6. Udemy customers want to enroll in SAS programs with about 100-150 lectures with good scores.
Conclusion
On this article, we have now seen learn how to construct an information warehouse for exploring Udemy course tendencies and insights utilizing Google Massive Question. An information warehouse shops and analyze a considerable amount of knowledge and produce helpful knowledge insights with the assistance of information visualizations and stories. We’ve got seen learn how to create a desk by importing knowledge from Kaggle in Google Massive Question. We additionally perceive learn how to create relationships between tables to grasp knowledge higher. We checked out learn how to analyze the information with the assistance of queries to get significant perception from the information.
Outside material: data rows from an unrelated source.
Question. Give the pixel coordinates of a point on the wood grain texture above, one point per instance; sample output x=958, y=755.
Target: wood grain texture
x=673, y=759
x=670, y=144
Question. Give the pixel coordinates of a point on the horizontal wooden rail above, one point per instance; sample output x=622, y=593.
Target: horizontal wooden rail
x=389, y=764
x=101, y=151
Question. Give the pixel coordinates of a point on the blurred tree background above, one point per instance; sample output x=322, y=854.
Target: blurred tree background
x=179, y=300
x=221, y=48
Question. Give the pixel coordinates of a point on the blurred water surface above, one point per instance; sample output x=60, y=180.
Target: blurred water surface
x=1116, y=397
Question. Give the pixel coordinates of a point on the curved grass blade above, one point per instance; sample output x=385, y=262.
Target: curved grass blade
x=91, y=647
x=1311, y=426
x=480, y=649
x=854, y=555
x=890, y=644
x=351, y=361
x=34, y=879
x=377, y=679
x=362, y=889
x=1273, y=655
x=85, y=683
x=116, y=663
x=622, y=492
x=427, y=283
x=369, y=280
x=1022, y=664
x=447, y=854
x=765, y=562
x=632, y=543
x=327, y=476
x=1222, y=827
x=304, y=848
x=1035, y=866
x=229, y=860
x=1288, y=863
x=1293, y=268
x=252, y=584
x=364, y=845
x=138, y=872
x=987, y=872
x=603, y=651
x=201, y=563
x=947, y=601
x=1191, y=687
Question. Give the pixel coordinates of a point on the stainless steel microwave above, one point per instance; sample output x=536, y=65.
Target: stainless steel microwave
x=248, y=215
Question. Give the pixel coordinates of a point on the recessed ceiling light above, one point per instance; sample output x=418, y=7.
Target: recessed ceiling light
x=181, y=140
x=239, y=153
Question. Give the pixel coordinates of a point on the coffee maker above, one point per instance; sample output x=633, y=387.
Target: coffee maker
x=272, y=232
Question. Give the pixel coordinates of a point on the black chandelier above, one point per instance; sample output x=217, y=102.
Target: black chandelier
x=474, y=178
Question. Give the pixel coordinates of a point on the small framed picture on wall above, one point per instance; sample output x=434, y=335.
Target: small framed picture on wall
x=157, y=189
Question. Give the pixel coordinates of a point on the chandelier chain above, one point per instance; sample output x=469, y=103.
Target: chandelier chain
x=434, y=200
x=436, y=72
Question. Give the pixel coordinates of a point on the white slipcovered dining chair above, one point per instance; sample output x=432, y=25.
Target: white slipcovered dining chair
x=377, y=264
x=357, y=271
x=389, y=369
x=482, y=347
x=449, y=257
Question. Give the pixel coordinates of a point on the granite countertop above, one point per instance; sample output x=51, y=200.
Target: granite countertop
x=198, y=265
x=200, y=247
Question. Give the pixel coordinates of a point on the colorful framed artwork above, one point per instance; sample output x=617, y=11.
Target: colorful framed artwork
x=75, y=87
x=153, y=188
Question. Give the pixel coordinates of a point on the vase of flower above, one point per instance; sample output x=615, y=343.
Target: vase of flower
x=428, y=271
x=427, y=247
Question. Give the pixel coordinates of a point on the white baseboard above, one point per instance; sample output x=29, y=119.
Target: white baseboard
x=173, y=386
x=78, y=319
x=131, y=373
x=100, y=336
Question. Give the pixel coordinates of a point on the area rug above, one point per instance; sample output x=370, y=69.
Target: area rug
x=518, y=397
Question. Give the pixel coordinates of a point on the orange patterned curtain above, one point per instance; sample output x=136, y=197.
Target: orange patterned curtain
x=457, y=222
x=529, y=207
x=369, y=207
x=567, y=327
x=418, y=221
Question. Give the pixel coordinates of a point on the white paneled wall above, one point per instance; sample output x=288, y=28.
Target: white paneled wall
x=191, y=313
Beneath are the main takeaways from the above article:
- We’ve got seen how we are able to create tables in Google Massive Question.
- We understood learn how to question knowledge within the Massive Question SQL question engine.
- We’ve got additionally recognized particulars of the Udemy programs created by individuals whose job title is an internet developer and whose course scores are higher than 4.2.
- We’ve got additionally seen what number of programs on Udemy are created by licensed builders.
- We’ve got discovered the newly created Azure and AWS programs on Udemy foundation the tendencies.
- Other than that, we have now additionally seen different course tendencies on Udemy by exploring Udemy knowledge contained in the SQL question engine.
The media proven on this article just isn’t owned by Analytics Vidhya and is used on the Creator’s discretion.